Non glassy ground-state in a long-range antiferromagnetic frustrated model in the hypercubic cell

TL;DR

This paper investigates a long-range antiferromagnetic model on a hypercube, revealing conditions for stable antiferromagnetic phases and identifying a non-glassy, infinitely degenerate ground state depending on the hypercube dimension.

Contribution

It introduces a novel analysis of a hypercube-based antiferromagnetic model linked to Boolean functions, highlighting phase behavior and ground state degeneracy.

Findings

Low temperature antiferromagnetic phase exists for certain dimensions

Ground state is infinitely degenerated and non-glassy in some regimes

Results also extend to ferromagnetic version of the model

Abstract

We analize the statistical mechanics of a long-range antiferromagnetic model defined on a D-dimensional hypercube, both at zero and finite temperatures.

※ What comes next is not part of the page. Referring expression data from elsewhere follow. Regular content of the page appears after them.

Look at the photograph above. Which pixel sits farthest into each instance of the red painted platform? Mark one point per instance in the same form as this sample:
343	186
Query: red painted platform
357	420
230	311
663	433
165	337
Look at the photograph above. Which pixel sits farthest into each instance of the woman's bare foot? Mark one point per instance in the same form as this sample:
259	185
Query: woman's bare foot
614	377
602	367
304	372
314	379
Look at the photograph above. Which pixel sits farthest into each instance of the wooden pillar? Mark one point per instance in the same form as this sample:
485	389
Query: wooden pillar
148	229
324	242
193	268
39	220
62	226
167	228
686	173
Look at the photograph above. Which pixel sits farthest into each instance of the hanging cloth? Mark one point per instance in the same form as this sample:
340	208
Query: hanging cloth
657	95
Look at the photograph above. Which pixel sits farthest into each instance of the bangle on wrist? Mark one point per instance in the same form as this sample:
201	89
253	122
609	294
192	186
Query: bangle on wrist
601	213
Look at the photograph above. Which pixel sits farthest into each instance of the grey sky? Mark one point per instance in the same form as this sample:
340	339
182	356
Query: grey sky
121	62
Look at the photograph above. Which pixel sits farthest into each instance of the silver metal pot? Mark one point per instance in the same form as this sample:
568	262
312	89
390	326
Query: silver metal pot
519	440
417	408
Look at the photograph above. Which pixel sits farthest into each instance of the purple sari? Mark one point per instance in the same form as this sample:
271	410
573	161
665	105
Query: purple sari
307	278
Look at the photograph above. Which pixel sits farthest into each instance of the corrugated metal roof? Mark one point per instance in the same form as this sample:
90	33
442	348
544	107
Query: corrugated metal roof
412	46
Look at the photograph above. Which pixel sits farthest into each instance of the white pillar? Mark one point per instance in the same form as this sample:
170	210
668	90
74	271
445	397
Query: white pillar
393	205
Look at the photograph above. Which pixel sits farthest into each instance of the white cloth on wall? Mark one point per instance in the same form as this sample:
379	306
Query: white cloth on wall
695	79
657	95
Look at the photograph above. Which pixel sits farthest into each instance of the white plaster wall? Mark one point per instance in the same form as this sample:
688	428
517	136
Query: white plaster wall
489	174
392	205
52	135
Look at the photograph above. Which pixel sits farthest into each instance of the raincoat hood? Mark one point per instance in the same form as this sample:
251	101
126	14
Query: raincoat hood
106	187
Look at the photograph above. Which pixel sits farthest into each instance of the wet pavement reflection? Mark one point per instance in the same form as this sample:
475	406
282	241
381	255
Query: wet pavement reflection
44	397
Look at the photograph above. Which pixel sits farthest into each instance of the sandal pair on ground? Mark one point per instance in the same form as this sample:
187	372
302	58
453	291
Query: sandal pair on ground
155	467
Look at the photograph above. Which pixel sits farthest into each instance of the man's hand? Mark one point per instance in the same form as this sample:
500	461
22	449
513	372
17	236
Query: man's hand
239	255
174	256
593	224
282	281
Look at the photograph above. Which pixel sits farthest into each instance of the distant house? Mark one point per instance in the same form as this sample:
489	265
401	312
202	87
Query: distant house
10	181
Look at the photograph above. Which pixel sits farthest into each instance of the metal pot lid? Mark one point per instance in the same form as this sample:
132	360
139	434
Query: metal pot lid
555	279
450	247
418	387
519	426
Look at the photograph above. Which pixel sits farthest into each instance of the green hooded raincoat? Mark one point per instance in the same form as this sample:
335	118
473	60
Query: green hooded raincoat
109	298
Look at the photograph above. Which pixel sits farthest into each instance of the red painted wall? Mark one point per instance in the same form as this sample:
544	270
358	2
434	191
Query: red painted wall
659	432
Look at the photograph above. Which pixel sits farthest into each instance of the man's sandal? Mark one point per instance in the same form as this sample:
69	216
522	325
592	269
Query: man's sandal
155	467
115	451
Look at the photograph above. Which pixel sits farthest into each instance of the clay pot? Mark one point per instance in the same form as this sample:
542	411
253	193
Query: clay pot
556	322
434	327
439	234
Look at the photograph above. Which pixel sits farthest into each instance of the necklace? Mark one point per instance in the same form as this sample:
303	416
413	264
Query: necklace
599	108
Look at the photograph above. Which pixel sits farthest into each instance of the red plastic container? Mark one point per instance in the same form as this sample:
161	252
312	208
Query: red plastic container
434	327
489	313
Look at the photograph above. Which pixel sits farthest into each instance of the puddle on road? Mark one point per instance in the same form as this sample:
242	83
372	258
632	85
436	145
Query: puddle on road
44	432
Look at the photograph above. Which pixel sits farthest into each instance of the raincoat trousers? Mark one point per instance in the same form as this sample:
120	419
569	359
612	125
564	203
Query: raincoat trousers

The associated Hamiltonian is derived from a recently proposed complexity measure of Boolean functions, in the context of neural networks learning processes. We show that, depending of the value of D, the system either presents a low temperature antiferromagnetic stable phase or the global antiferromagnetic order disappears at any temperature. In the last case the ground state is an infinitely degenerated non-glassy one, composed by two equal size anti-aligned antiferromagnetic domains. We also present some results for the ferromagnetic version of the model.